Pero Alonso no aparecía. Y los días y las tardes y las noches se iban. Está preparando todo para venir a buscarme, se decía Dulce con las pupilas brillantes y se pintaba los ojos de azul y verde, y se miraba en el reflejo del piso —a falta del gran espejo que había roto en uno de sus trances de cólera y soledad. Se ponía pantalones de mezclilla, desteñidos de tanto restregarse por las paredes. Se peinaba el largo cabello; intentaba moños complicados con la tela de las cortinas rasgadas. Marcaba en la pared los días sin Alonso, las semanas, las horas. Algo debía haberle ocurrido. Algo lo retenía en el mundo exterior.
Contrariada, dejaba flotar sus suspiros, su impotencia. Ignoraba si la ausencia de Alonso era la advertencia de precipitar la huida o la paciente señal de esperar su llegada. ¿Qué debía hacer, realmente? Fue entonces que descubrí una mirada febril en el rostro de mi sobrina y me ofrecí de manera sincera a calmar su ansiedad. Le acaricié los cabellos, besé la rara emoción de sus mejillas.
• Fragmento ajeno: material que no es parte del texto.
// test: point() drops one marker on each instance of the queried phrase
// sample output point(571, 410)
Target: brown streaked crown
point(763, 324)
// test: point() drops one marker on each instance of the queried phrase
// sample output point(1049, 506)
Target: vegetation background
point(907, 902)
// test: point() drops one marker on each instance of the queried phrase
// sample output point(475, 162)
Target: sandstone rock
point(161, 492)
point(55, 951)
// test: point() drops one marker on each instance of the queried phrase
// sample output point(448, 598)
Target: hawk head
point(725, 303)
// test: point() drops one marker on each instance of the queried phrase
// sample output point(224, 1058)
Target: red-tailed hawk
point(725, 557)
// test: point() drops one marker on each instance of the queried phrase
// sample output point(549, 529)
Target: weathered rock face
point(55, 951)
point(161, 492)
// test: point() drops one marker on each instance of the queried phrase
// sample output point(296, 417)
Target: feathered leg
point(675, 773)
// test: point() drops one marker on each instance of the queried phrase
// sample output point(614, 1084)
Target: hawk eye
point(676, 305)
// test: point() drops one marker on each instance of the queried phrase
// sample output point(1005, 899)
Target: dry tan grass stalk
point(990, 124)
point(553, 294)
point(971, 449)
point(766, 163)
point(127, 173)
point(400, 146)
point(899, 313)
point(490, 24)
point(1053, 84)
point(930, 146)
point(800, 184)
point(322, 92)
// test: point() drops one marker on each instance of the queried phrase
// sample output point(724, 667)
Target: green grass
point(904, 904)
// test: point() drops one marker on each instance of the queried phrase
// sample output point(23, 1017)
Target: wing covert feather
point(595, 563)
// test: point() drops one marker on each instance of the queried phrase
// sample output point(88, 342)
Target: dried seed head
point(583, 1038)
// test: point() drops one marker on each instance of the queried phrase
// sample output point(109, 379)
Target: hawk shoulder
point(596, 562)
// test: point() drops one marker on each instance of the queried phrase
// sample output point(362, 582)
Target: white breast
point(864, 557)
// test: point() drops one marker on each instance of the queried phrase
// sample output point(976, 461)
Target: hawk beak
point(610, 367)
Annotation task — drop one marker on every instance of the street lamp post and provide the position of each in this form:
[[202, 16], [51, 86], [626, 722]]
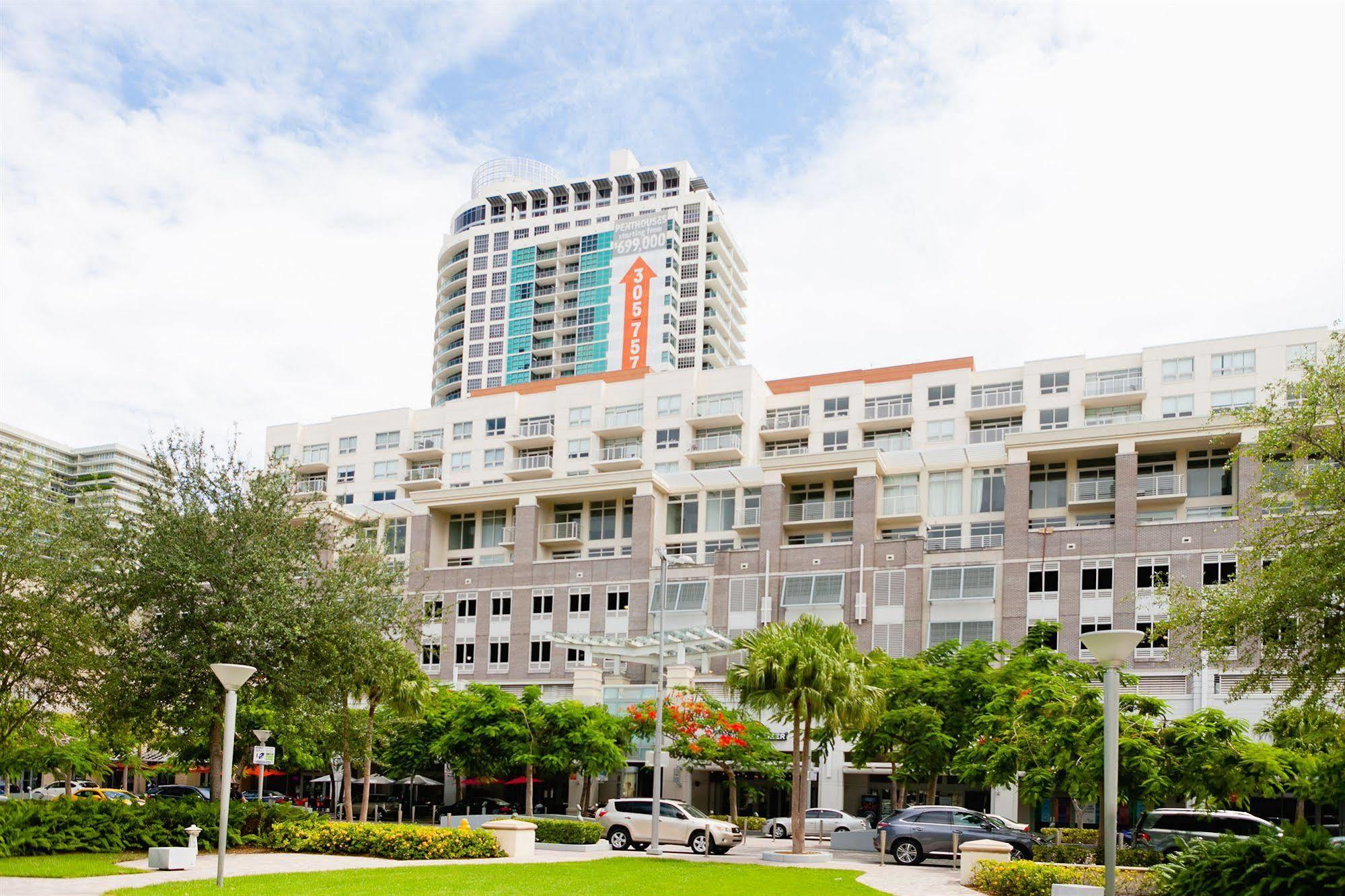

—Dime, tía, ¿por qué no aparece?
—¿Por qué no aparece quién, muchacha?
Dulce se arrojó a mis pies y me habló de Alonso. Yo, escéptica, me aparté de mi sobrina, pensando en la historia difícil y rara que no creí posible en una habitación situada en un tercer piso. Pues, ¿cómo se hubieran encontrado cada noche?, ¿cómo habrían pasado desapercibidos frente a mi mirada exhaustiva? Además, medité estremecida, ¿quién repararía en una muchacha afectada, ausente? Salí del cuarto despacio, sin decirle nada, sin tener nada que decir, y cerré el candado de la puerta.
Dulce descendió los tres pisos de su edificio. Al sentir el concreto de la acera aligeró el cuerpo. Cuando su tía entrara a la habitación, descubriría las sábanas amarradas a la lámpara del techo, pero ya sería demasiado tarde.
Dulce caminó hacia la calle. Se adelantaba el alba para que ella encontrara el asfalto de la avenida central. Caminaba. Presentía en las esquinas la sombra escueta de Alonso, a pesar de los parques sin bancos y los callejones verdecidos por el moho, quebraba el trayecto con regularidad, pues los túneles, los puentes, los autos y los semáforos tenían formas fantasmagóricas. Se asustaba, balbuceaba. Quería gritar el nombre de su amado, mas no se atrevía: los rostros de los solitarios que caminaban por las aceras la perseguían con palabras inusitadas. Aquellas calles negras que terminaban, seguramente, en algún mundo soñado, conocían el rumbo verdadero de Alonso.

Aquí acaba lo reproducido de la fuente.